The 60-second spot opens with the strains of "Hava Negilah" followed by a male announcer who says "If you’re Jewish, there’s a book that must be on your must-read list." He proceeds to push "Testimonies," a free book that relates the stories of 16 Jews who believe Jesus is the Messiah.

"Now you probably think that’s about as Jewish as, well, … a pork chop," the announcer says with flair. "But this book could change your thinking." He pauses. "About Jesus, not pork chops."

Jewish critics contend the station would never accept an ad from a group advocating that Christians abandon Christ.

"If a Confederate flag can be moved by a state legislature out of consideration for the feelings of citizens, is it too much to ask that a respected radio station shun a campaign that deeply pains a religious group, that insults the memory of its countless martyrs who died rather than abandon their ancestral faith," Agudah spokesman Avi Shafran wrote in an e-mail. Shafran termed the ads "fraudulent."
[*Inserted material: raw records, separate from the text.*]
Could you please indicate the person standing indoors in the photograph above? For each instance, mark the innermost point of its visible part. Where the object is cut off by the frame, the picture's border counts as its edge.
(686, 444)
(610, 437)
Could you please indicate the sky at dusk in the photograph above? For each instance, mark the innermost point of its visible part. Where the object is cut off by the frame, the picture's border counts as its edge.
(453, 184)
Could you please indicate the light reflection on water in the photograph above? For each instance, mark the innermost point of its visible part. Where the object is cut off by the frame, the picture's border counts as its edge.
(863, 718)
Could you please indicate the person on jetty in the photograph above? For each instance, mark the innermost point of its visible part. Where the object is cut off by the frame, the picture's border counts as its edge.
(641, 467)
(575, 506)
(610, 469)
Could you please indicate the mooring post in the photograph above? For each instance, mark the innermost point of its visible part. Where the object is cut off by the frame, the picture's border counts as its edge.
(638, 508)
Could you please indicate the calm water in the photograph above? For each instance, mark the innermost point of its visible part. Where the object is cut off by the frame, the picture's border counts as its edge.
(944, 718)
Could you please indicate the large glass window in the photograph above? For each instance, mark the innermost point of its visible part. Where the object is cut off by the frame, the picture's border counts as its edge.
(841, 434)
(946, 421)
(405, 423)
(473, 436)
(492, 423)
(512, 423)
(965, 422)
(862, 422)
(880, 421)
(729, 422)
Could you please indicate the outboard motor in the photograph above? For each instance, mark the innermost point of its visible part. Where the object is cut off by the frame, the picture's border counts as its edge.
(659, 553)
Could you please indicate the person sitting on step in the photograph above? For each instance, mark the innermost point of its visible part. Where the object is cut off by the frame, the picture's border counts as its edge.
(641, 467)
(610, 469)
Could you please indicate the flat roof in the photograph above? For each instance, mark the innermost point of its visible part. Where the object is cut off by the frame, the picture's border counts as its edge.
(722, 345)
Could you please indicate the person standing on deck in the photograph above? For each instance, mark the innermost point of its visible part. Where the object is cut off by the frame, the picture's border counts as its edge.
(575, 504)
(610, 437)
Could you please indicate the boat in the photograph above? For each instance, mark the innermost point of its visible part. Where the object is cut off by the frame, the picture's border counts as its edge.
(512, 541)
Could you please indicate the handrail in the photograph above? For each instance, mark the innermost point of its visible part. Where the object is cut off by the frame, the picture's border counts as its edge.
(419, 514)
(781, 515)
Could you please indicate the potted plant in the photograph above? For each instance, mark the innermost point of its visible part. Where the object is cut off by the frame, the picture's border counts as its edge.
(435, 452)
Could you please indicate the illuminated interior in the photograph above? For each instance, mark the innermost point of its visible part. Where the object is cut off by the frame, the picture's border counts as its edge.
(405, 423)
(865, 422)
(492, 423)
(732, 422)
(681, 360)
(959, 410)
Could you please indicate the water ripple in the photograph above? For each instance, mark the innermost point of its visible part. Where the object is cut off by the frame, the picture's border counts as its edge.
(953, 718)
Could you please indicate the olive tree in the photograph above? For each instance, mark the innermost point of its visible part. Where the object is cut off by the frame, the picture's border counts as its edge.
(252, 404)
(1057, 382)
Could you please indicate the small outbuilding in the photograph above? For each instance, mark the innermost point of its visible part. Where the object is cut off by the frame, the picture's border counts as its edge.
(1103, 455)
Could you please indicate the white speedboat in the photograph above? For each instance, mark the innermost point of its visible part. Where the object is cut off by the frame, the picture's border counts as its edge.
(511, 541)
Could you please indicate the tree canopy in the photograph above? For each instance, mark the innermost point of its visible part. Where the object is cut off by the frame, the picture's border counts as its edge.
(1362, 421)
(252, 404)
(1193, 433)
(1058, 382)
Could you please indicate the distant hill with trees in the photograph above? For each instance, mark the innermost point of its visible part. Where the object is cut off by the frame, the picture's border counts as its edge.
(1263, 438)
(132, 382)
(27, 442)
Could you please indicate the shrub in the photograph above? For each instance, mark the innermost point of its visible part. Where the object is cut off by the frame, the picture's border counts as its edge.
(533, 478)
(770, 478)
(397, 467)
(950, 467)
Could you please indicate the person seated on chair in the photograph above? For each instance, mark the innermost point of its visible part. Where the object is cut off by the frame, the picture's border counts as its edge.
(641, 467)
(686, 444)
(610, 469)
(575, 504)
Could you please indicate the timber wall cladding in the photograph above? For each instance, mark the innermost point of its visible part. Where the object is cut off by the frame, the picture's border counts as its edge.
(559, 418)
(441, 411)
Boyce responded that while he realizes that WABC’s many Jewish listeners are offended by the ad, "it places WABC in a difficult position of censorship to ban the ad simply because we don’t agree with the message.

"If the ad preached hatred, or scammed money, or included an obscenity, I could ban it based on our standards and practices guidelines," Boyce wrote. "If I begin to ban ads based on the ad’s message, where would that stop? The next ad I might have to ban could be something you agreed with."
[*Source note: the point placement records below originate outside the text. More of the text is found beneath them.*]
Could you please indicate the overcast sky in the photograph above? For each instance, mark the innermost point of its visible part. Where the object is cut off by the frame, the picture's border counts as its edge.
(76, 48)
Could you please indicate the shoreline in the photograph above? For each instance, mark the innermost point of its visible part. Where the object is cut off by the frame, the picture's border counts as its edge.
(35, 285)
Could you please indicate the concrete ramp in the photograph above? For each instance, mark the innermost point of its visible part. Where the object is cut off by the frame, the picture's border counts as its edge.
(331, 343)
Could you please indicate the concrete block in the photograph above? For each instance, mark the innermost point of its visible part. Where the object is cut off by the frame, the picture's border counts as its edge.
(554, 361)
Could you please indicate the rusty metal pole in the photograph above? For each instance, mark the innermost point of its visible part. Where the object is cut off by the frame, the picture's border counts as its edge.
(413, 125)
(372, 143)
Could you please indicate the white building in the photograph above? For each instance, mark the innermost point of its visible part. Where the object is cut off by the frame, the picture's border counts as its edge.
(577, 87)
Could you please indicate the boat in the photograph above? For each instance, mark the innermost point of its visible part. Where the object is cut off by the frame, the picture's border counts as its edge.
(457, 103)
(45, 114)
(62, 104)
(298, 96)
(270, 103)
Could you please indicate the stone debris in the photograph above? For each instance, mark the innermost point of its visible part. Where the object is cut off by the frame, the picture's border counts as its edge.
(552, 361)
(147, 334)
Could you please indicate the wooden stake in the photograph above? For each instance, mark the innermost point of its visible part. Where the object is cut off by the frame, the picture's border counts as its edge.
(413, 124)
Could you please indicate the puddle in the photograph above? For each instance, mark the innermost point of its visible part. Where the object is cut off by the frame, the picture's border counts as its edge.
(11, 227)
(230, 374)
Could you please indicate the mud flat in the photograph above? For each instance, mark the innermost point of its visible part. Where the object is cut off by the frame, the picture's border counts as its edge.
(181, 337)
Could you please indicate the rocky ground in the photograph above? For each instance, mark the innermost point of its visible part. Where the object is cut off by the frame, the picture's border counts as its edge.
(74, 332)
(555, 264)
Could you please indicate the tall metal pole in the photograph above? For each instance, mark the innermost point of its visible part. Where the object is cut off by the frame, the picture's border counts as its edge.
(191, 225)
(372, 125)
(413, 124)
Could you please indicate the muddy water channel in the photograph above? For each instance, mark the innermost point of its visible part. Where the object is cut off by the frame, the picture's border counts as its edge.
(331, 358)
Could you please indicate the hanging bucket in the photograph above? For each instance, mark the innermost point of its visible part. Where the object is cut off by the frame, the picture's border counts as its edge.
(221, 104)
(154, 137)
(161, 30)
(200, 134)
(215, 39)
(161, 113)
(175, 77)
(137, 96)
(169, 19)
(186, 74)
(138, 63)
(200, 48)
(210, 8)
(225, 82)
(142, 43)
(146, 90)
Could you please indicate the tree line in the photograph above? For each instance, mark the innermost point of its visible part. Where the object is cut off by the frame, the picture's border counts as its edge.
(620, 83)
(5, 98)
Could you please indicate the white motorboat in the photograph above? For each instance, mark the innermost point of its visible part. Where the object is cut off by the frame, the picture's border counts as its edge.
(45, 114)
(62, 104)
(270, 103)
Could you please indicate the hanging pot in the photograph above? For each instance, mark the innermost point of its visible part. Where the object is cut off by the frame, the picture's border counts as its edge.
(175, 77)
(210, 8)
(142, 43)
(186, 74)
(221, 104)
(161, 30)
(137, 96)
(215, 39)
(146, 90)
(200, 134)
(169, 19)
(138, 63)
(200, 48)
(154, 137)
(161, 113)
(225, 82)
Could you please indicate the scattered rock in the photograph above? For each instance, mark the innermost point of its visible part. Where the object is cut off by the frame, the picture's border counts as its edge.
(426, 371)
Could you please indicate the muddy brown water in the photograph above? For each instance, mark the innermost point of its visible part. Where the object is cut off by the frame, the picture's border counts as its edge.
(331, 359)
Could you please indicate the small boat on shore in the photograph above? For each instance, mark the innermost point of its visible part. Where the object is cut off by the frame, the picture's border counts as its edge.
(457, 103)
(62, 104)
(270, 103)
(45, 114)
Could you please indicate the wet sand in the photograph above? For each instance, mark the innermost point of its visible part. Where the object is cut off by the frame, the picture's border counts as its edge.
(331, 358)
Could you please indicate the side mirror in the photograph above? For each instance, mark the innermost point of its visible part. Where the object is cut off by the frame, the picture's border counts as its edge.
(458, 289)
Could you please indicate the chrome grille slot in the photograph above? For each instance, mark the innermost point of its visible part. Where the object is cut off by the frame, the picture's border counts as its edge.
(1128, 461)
Rabbi Joseph Potasnik, vice president of the New York Board of Rabbis and a co-host of WABC’s "Religion on the Line" Sunday morning show, told The Jewish Week "I think it’s a matter of an arbitrary decision. It gets into where you draw the line on accepting ads. I can draw the line here, and they don’t."

But Rabbi Potasnik, who disagrees with management’s decision to run the ad, said he was not going to rock the boat, noting that WABC also gives him a public forum hosting a radio show six hours a month to talk about Judaism.

Asked why he thought WABC would choose to infuriate Jewish listeners, Shafran said: "I’m thinking money. I’m thinking they are happy over the publicity because people are upset."

WOR’s Bruno told The Jewish Week that the revenue from the Jews for Jesus campaign is "substantial": but he declined to name the cost.

It was unclear at midweek how long the Jews for Jesus ad on WABC would run.